As the bell rings, he calls me to stay after class. I hope Hikaru doesn't wait for me. We have gym together and he can't afford another tardy. I look at my desk as he approaches me. I don't want to see the hunger in his eyes. I just want to die just now. Why can't I just die? I flinch and wince as he grabs my arm and forces up to my feet. "Go to my desk and bend over..." I whimper at the way he purrs in my ear. He goes to lock the door while I follow his instructions.

I hear a zip of his pants and feel mine fall to my knees. I squeeze my eyes shut and tune myself out from the world as the pain hits me again. He isn't as bad as father but it still hurt like hell. Our bodies rock together and I bite my arm to keep from making a sound. "Damn it boy you're so tight! So beautiful!"

Beauty? Why? I'm not beautiful. I'm ugly, I'm disgusting. I'm nothing. I'm just a toy for everyone to use. A punching bag. Stress reliever. I open my eyes and stare at the desk tears streaming down my face. Hikaru sometimes says I'm hot. Is he telling me the truth? Is that what he really thinks of me? Or is he buttering me up just to get into my pants. I don't know what to think anymore. I'm always so tired. I just want to end myself no matter what he says. Why does he stop me? He says he loves me but is he telling me the truth? I love him... I want him and need him by my side. But what if he's just using me in a completely different way than everyone else?
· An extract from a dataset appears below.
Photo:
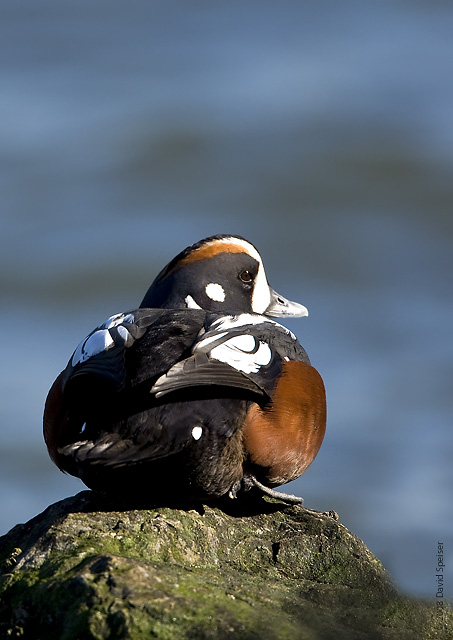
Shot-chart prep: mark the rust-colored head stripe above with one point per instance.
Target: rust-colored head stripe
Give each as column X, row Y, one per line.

The teacher finishes having his way with me and fixes his clothes. "I'll write you note. Oh and you can keep your A too." I stay there panting for a while, but soon I have to collect myself. I fix my clothes and gather my things tears still in my eyes.

Exhausting. Shame. Embarrassment. Pain. Depression. That's all I feel right now. I need my blade right now. I need to end myself... pills would even work. Maybe a truck... I get handed the note. Gym class. I need Hikaru now. Or I'll go completely mad. I want to be rid of all of this pain most of all. To have peace. Hikaru is my peace... but how long will it last?